Se è così, allora la Bad Bank compra al prezzo X e rimette sul mercato gli attivi, essendo capace (per ragioni patrimoniali) di affrontare i tempi o di ottenere le certificazioni istituzionali, tali da realizzare il prezzo che riflette il valore degli attivi.
Tutto torna, salvo un particolare tutt’altro che indifferente: come calcoliamo X? Le banche non hanno nessun incentivo a dire la verità (altrimenti il problema informativo cadrebbe per definizione). Sarebbe anche da evitare il ricorso ai leggendari enti terzi indipendenti con la capacità istituzionali di valutare correttamente: quante crisi finanziarie servono per capire la debolezza degli enti regolatori e il rischio di cattura di fronte al sistema finanziario?
Una possibilità semplice è definire un qualche meccanismo che coinvolga i dirigenti delle banche. Faccio un esempio semplice, unicamente per chiarire il problema sottostante. Se davvero credono che sia possibile ottenere X dai mutui, allora i dirigenti dovrebbero essere disposti a firmare un contratto dove qualora la Bad Bank non riesca a realizzare X, non distribuiscano bonus o emolumenti fino a che non compensino la differenza X-Y non ottenuta sul mercato. Esiste una letteratura sul disegno di questi meccanismi e si può legittimamente chiedere che sia tenuta in considerazione.
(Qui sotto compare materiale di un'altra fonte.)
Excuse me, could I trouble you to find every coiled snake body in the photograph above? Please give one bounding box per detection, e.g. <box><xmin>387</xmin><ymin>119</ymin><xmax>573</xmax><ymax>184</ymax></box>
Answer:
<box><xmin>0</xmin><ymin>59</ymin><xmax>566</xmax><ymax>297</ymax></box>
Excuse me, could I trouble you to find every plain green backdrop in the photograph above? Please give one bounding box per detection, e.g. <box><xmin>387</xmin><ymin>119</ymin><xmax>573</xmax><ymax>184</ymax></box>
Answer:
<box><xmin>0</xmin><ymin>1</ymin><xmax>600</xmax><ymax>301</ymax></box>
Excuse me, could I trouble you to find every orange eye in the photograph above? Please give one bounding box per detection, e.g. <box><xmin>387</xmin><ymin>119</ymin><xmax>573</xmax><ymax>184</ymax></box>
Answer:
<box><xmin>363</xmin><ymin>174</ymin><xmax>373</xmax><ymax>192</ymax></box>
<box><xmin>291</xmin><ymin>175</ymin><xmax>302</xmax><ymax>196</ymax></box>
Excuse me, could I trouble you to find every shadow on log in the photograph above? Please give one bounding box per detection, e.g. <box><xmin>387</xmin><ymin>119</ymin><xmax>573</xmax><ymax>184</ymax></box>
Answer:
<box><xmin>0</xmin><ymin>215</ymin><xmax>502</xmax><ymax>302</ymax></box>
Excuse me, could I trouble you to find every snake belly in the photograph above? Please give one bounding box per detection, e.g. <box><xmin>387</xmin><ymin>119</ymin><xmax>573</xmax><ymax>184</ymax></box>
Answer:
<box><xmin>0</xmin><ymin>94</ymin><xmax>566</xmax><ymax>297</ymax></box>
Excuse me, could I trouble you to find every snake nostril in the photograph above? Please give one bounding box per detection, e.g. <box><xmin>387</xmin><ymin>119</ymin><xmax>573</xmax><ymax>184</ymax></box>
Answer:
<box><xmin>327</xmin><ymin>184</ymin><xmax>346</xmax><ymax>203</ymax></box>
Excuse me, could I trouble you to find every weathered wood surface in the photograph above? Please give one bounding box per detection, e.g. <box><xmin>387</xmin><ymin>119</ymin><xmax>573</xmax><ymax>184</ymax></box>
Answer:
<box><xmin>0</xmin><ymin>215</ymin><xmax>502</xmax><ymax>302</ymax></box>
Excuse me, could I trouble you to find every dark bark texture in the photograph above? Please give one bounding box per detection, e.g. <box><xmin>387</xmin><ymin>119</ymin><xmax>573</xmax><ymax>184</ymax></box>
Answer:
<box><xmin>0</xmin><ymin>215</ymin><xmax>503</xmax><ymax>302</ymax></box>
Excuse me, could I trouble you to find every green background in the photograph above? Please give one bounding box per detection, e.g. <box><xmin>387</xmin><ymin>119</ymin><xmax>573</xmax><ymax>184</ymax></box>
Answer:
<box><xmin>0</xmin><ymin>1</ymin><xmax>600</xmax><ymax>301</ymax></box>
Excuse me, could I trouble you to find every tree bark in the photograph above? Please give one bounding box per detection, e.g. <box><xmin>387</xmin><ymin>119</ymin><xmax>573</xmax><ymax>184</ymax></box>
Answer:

Se invece, di puro sussidio si tratta, dal momento che si ritiene necessario fare uno sforzo per fare ripartire il credito, allora è importante che ci sia un’operazione trasparente, che l’intento di sussidio sia dichiarato (e che naturalmente lo Stato ponga delle condizioni esplicite alle banche in cambio). Esattamente ciò che non è successo con il decreto bankitalia, tanto per chiarire.